I'm writing a program that has to download a bunch of files from the web before it can even run, so I created a function that will download all the files and "initialize" the program called init_program
, how it works is it runs through a couple dicts
that have urls to a gistfiles on github. It pulls the urls and uses urllib2
to download them. I won't be able to add all the files but you can try it out by cloning the repo here. Here's the function that will create the files from the gists:
def init_program():
""" Initialize the program and allow all the files to be downloaded
This will take awhile to process, but I'm working on the processing
speed """
downloaded_wordlists = [] # Used to count the amount of items downloaded
downloaded_rainbow_tables = []
print("\n")
banner("Initializing program and downloading files, this may take awhile..")
print("\n")
# INIT_FILE is a file that will contain "false" if the program is not initialized
# And "true" if the program is initialized
with open(INIT_FILE) as data:
if data.read() == "false":
for item in GIST_DICT_LINKS.keys():
sys.stdout.write("\rDownloading {} out of {} wordlists.. ".format(len(downloaded_wordlists) + 1,
len(GIST_DICT_LINKS.keys())))
sys.stdout.flush()
new_wordlist = open("dicts/included_dicts/wordlists/{}.txt".format(item), "a+")
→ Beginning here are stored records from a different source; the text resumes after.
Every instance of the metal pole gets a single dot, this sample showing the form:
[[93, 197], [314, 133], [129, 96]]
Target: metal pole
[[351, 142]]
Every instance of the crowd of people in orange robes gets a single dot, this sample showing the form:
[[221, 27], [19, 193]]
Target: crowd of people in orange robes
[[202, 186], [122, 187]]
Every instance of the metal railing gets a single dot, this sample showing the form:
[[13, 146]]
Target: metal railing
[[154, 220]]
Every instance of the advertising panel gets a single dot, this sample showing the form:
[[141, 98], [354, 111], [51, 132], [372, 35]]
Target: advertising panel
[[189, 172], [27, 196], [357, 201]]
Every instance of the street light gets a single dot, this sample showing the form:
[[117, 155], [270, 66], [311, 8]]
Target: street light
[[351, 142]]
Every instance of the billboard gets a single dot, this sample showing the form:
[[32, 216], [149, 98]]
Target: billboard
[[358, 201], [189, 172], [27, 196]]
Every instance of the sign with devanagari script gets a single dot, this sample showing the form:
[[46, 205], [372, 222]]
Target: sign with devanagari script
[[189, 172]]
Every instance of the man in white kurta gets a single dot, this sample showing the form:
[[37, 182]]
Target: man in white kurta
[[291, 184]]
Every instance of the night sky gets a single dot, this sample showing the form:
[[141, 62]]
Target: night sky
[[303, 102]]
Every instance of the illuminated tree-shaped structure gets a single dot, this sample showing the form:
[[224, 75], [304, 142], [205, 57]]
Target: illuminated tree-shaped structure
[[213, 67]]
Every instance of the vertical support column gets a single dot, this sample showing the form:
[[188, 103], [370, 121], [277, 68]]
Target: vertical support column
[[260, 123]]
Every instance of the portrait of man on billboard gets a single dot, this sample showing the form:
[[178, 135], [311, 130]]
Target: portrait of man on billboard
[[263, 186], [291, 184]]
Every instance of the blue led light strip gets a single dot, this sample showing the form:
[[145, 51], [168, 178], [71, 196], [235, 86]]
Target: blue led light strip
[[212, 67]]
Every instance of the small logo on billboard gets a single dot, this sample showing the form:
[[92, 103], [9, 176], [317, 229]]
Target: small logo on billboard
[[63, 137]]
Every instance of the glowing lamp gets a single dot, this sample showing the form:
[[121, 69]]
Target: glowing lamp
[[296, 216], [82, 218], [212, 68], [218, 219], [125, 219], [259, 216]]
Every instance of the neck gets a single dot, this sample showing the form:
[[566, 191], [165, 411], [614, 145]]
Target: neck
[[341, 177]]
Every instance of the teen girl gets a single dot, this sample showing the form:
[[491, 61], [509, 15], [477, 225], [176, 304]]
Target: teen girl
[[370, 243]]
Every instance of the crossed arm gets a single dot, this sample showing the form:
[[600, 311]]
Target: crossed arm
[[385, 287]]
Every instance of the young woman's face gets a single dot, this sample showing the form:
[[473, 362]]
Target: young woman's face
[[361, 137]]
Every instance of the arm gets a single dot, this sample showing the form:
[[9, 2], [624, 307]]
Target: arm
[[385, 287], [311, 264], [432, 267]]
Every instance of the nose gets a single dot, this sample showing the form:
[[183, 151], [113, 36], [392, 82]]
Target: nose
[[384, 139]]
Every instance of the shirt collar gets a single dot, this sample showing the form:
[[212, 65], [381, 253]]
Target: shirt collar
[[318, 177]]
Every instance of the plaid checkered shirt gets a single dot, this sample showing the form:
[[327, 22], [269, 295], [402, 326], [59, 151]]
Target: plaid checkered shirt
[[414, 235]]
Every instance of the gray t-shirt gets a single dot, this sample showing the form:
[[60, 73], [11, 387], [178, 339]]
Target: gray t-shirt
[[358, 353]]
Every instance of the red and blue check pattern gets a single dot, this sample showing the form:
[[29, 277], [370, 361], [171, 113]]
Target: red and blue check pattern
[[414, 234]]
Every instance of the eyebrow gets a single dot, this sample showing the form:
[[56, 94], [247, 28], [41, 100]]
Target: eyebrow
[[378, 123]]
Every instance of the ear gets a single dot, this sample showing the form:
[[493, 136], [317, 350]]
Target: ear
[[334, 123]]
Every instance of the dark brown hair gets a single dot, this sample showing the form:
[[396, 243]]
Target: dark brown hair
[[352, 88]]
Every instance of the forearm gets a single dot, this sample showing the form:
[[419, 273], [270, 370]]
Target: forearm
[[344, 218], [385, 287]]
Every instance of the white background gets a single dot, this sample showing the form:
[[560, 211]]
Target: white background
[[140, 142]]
# Download the wordlists and save them into a file
wordlist_data = urllib2.urlopen(GIST_DICT_LINKS[item])
new_wordlist.write(wordlist_data.read())
downloaded_wordlists.append(item + ".txt")
new_wordlist.close()
print("\n")
banner("Done with wordlists, moving to rainbow tables..")
print("\n")
for table in GIST_RAINBOW_LINKS.keys():
sys.stdout.write("\rDownloading {} out of {} rainbow tables".format(len(downloaded_rainbow_tables) + 1,
len(GIST_RAINBOW_LINKS.keys())))
new_rainbowtable = open("dicts/included_dicts/rainbow_tables/{}.rtc".format(table))
# Download the rainbow tables and save them into a file
rainbow_data = urllib2.urlopen(GIST_RAINBOW_LINKS[table])
new_rainbowtable.write(rainbow_data.read())
downloaded_rainbow_tables.append(table + ".rtc")
new_rainbowtable.close()
open(data, "w").write("true").close() # Will never be initialized again
else:
pass
return downloaded_wordlists, downloaded_rainbow_tables
This works, yes, however it's extremely slow, due to the size of the files, each file has at least 100,000 lines in it. How can I speed up this function to make it faster and more user friendly?